Tech giants promise ‘action plan’ on stopping Nordic gangs using apps for crime

The tech giants Google, Meta, Snapchat and TikTok have pledged to give details "within months" on how they will prevent gang leaders in Nordic countries using their products to carry out serious crimes, Denmark's justice minister said on Friday.

Tech giants promise 'action plan' on stopping Nordic gangs using apps for crime

After meeting the companies along with other Nordic Justice Ministers in Uppsala, Sweden, Hummelgaard and Swedish counterpart Gunnar Strömmer said he now expected the companies to submit an “action plan” to crack down on the use of their apps to recruit young people to carry our shootings and commit other crimes. 

“I would like it to contain concrete steps on how to use the technology on the platforms to remove and screen content that helps to facilitate organised crime to a greater extent,” Hummelgaard said, while Strömmer said that although he was pleased an important step had been taken it “remains to be seen” how seriously the companies take the issue. 

READ ALSO: Danish gangs’ use of Swedish child hitmen is now a diplomatic issue

Ministers from Sweden, Norway, Finland, Iceland, the Faroe Islands and Greenland met to discuss gang crime, which in recent months has increasingly been shown to cross national borders, with criminals from Sweden travelling to Denmark to carry out shootings and hand grenade attacks.

According to Hummelgaard, there have been “many examples” of gangs using social media and encrypted messaging services to plan serious crimes and recruit new criminals, with lists of the payments available for carrying out various criminal services  found circulating  on social media. 

“The way I see it, political patience is about to run out, not just in the Nordic countries, but in large parts of the Western world,” Hummelgaard said.

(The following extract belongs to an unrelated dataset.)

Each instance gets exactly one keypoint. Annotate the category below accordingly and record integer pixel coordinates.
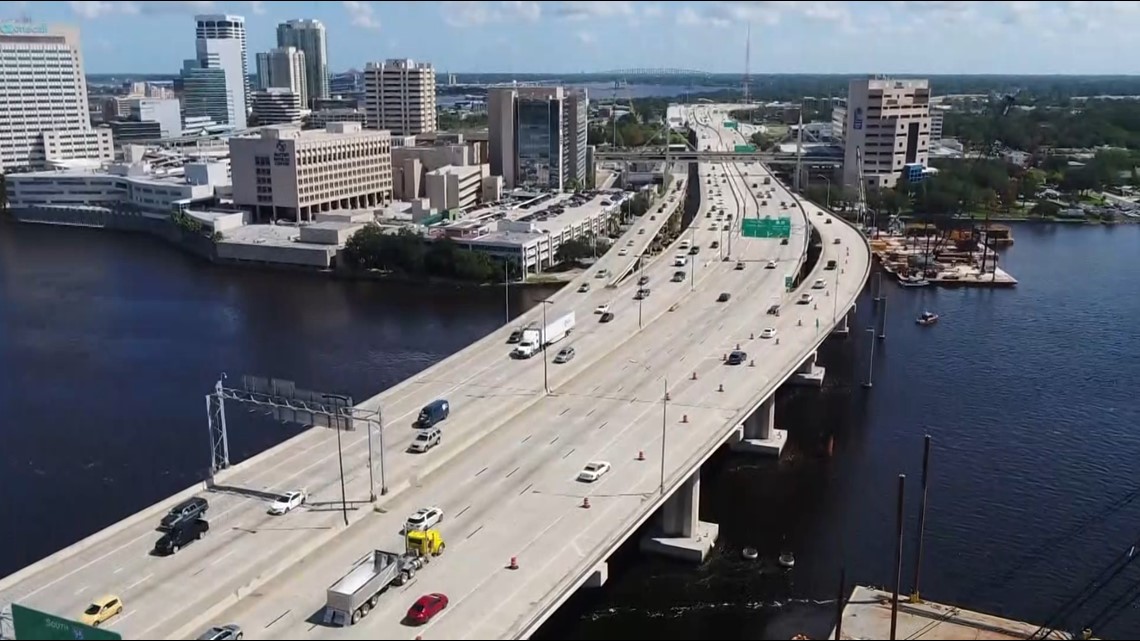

He said the four companies had made “a really good first step” in pledging to establish a “joint Nordic cooperation forum”, where they would exchange experience and share information with each other about the use of their products in the region for crime. But he said he wanted them to be “more concrete than that”. 

READ ALSO: Nordic justice ministers meet tech giants on gangs hiring ‘child soldiers’

Hummelgaard said that he tech giants had also asked that the police authorities in the Nordic countries to provide information on what kind of “groupings and names” are using their services and how “they communicate”, so that the content can “be removed immediately”. 

“I sense that they have a clear desire and will to cooperate with us. I think that is positive,” he said. “I would also like to say that until today this has not been the experience of many of our law enforcement authorities around the Nordic countries.”